The uncovering of widespread accounting fraud in the lead-up to the Great Depression of the 1930s finally pushed the US, by then the world’s largest economy, to introduce requirements for its publicly listed companies to release independently audited financial statements. Over the ensuing years, a range of accounting boards were set up by countries around the world, meaning for decades accountants at international companies had to produce numerous different calculations of profit each year. But since the early 2000s, most nations have converged around the International Financial Reporting Standards (IFRS). The US continues to set its own variations of the rules.

By transcribing accounting standards into national law, governments guaranteed – at least most of the time – that investors could depend on regular and reliable statements of revenue and expenditure. The globalisation of these rules, with all publicly listed companies in the European Union now following the IFRS, also ensures that investors can compare results across borders: earnings for FTSE 100 companies can be weighed up against those for constituents of the German Dax index, for instance.

 

“Chaos phase”

If scientists’ gloomy predictions about an impending climate crisis are to be believed, the new accounting standards setters will need to move considerably faster than five millennia to establish a universal framework for measuring how businesses impact the planet. A century of legislation and international consensus-building must be condensed into a matter of years.

This will be far from simple. When companies decide to disclose their environmental, social and governance data today – it is still mostly voluntary for them to do so – they face an overwhelming choice of accounting guidelines.

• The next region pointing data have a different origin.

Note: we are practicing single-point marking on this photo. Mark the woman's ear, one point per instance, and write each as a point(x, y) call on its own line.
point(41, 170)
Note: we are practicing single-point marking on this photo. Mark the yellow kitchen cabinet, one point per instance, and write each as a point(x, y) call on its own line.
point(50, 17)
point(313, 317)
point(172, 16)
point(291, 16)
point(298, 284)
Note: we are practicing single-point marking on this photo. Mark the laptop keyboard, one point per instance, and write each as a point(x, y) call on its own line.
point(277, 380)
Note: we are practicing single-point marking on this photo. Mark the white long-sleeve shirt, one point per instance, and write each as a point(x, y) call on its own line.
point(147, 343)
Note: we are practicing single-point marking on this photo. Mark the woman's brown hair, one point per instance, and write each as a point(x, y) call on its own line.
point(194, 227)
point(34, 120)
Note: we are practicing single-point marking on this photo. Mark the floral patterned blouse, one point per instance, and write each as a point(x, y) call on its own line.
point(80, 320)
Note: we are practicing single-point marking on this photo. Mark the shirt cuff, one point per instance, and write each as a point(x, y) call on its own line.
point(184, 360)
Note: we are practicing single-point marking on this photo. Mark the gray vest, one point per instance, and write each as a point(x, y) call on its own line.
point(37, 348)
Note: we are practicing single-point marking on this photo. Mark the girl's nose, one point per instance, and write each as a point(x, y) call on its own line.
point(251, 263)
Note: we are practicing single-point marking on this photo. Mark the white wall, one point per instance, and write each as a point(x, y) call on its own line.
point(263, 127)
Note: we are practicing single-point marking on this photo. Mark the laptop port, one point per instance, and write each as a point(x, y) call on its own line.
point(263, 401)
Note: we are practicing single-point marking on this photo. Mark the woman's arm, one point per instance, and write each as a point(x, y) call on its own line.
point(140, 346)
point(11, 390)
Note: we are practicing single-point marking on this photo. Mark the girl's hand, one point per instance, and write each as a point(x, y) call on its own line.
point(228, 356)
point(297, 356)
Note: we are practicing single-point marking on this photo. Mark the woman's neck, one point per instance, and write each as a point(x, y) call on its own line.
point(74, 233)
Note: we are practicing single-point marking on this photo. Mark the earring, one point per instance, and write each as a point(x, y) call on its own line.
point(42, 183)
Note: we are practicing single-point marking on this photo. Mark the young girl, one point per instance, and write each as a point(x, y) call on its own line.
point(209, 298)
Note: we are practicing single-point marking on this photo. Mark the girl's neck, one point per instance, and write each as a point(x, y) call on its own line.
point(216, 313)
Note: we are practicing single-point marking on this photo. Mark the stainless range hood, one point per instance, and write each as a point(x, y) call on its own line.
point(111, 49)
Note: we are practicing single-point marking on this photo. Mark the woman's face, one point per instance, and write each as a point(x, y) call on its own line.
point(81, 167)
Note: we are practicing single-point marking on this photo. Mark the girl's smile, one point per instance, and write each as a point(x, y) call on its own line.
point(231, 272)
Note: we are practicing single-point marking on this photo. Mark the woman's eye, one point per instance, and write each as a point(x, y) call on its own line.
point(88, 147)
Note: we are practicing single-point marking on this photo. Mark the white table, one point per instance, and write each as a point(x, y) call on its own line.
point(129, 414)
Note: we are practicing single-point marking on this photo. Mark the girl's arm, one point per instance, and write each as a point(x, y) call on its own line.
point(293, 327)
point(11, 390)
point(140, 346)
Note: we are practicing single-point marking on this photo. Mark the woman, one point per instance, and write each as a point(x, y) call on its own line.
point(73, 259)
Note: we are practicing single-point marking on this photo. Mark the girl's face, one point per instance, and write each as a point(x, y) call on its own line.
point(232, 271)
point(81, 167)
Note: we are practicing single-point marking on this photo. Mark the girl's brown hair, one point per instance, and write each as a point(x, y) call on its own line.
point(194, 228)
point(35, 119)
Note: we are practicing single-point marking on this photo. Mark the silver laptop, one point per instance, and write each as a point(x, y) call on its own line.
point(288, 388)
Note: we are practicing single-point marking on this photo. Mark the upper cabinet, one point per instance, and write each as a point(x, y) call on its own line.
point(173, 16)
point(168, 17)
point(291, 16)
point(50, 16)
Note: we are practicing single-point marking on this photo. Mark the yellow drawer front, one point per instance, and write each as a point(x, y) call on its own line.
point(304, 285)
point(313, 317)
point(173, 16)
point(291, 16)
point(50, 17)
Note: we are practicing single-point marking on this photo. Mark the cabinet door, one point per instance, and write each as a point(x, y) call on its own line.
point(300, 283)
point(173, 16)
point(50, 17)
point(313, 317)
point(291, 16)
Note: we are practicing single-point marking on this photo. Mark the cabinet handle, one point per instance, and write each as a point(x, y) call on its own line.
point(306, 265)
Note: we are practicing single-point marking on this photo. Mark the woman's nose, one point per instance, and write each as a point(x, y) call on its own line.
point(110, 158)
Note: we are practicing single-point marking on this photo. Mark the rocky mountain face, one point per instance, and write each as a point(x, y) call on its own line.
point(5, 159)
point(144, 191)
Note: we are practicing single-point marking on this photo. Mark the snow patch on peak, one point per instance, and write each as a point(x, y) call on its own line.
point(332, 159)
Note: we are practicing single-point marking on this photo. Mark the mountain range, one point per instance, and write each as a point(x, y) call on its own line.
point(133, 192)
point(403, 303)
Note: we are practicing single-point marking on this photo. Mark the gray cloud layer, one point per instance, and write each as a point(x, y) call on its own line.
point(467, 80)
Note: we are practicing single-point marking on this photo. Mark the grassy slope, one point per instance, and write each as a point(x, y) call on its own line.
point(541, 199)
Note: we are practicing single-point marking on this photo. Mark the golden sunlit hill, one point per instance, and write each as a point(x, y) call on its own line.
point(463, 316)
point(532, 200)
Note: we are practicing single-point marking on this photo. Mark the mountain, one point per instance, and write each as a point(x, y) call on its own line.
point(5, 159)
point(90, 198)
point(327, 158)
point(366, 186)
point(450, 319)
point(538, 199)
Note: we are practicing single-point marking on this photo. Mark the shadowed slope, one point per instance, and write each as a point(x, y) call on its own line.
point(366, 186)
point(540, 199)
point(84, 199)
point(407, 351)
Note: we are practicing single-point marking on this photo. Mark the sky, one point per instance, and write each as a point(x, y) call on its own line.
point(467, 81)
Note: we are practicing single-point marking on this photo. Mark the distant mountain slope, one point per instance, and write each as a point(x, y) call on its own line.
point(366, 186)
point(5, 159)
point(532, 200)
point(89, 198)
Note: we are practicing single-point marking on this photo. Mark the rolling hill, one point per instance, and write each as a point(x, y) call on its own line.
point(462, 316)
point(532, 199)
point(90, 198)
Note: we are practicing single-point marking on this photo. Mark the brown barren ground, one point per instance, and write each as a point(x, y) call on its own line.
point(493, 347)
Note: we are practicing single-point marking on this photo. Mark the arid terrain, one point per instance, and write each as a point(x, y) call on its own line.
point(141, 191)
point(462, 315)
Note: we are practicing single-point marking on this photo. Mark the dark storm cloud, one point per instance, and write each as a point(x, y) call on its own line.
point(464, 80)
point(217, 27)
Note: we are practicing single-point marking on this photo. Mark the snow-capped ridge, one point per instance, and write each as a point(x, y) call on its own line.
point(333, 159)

Online platform The Reporting Exchange has identified 369 accounting standards and more than 60 different standards-setters worldwide. Another set of guidelines landed last month after the 'Big Four' accounting firms declared their support for a new framework developed by the World Economic Forum (WEF).

Janine Guillot, chief executive of the Sustainability Accounting Standards Board (SASB), one of the more popular standards-setters, says the evolution is still in its “chaos phase”. But she also acknowledges the need for consolidation. A joint statement this year from SASB and four of its peers outlined how they planned to “come together” to form “a more coherent, comprehensive corporate reporting system”.

In the meantime, the EU is seeking to tighten its regulations, requiring companies to report non-financial information, although it is not clear how much this will draw from the work of organisations such as SASB and the WEF. Ultimately, if we have learnt one lesson from the development of financial accounting standards, it is that there will be little progression without top-down enforcement from an international legislator such as the EU.

 

The value of everything

Investors should hope this comes soon. Accounting standards are not infallible, even when enforced by law, but comprehensive and comparable ESG data could be an invaluable addition to the stockpicker’s toolbox. High-profile financial accounting frauds like those uncovered this year at Wirecard, whose board had no audit committee when the payments company entered the Dax, may be less likely to pass under investors’ noses if all publicly traded companies were also forced to submit transparent data on governance and other environmental, social and governance (ESG) matters.

It is often said, by those paraphrasing Oscar Wilde, that accountants know the price of everything and the value of nothing. Establishing a universal standard for reporting ESG issues, however, would ensure the number-crunchers are required to measure much more than the price of everything. It might help investors understand the value of a few more things too.